When I first started this blog, I was feeling enthusiastic and frightened at the same time. I wanted to lose 40 pounds and I figured I could do it in six months, if I made a concentrated effort. I was excited about the accountability a blog would give me and about putting my efforts out in front of the world. I was six months out from my 50th birthday and afraid of getting older. I wanted to make a major life change in a very short time. I knew I could come up with 40 bad habits I needed to give up and I figured I’d throw that in there, too. I would drop 40 bad habits and 40 pounds before I turned 50. No problem!
Not so fast.
Right after I started this effort, I injured myself doing P90. Basically, I got a major pain in the ass, literally. My piriformis muscle decided to act up and I ended up in the ER twice, on some pretty heavy pain meds and muscle relaxants for three months, and unable to exercise, or even focus my thoughts very well.

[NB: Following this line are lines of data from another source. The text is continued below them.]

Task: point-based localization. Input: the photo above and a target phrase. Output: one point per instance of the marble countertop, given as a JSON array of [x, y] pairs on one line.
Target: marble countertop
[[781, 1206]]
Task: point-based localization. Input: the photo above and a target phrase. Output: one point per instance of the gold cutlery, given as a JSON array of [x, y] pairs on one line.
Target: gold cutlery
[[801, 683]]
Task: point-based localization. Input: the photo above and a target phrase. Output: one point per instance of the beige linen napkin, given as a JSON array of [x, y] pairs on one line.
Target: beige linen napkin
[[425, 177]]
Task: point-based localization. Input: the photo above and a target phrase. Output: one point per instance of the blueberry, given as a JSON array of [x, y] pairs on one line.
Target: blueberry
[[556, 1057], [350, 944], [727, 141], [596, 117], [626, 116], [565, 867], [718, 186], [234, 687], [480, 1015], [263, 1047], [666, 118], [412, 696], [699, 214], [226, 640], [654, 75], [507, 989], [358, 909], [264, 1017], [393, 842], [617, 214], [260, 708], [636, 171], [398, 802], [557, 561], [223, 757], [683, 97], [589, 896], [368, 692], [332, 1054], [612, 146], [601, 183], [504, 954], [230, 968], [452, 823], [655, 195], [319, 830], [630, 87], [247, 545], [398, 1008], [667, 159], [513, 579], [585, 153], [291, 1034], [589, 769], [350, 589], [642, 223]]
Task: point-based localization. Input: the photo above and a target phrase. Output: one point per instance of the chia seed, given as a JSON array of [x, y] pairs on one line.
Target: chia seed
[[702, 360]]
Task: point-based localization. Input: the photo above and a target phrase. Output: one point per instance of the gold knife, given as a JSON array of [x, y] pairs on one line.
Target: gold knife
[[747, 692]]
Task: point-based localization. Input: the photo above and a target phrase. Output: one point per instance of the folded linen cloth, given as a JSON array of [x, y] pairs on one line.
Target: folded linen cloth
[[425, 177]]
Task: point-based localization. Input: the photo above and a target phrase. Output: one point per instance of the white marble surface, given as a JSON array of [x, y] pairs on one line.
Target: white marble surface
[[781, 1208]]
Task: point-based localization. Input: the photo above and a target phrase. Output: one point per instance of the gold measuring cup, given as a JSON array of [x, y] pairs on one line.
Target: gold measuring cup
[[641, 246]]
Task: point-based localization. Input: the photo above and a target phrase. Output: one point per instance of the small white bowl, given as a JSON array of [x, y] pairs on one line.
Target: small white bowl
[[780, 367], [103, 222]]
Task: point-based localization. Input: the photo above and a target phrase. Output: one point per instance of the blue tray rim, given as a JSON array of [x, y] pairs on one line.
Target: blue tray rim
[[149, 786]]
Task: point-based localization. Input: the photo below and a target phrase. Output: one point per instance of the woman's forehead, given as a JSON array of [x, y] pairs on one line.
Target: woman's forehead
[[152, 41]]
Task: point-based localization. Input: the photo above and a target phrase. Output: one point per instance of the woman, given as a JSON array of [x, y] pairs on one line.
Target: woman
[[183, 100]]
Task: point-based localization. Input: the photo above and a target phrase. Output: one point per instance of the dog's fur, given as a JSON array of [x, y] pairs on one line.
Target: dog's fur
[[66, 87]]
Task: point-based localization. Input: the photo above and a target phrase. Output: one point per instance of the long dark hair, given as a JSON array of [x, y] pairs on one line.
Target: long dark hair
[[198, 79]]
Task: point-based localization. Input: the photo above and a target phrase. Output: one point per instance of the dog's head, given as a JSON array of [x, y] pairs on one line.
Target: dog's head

I’ve since recovered to about 85%. I’m grateful that it wasn’t a permanent injury and I can now go back to working out, though I must do it slowly and carefully.
Sure, I’ve made some positive changes. I’ve changed some habits – I drink more water and cleaned off the kitchen counter that’s been covered with paper for at least a year. I’m more organized with my tasks. I have more self-love and less self-loathing. I’ve lost 3 pounds. (Nowhere near the 40 I’d hoped to lose, though I’m not giving up. I just know that it will take me longer than six weeks to do.)
I turn 50 in three days and I’m here to tell you that – in my dropping 40 effort, as I originally envisioned it – I failed. Brilliantly! So, I’m starting over.
I’m going to refocus this blog and my future efforts to be more realistic. Moving forward, I’m going to put my effort toward dropping those 40 pounds and those 40 bad habits, as I let go of my 40s. As I practice becoming comfortable with my age. As I reach for, and achieve, the goals I’ve set for myself. And I will keep failing, as needed, until I get there.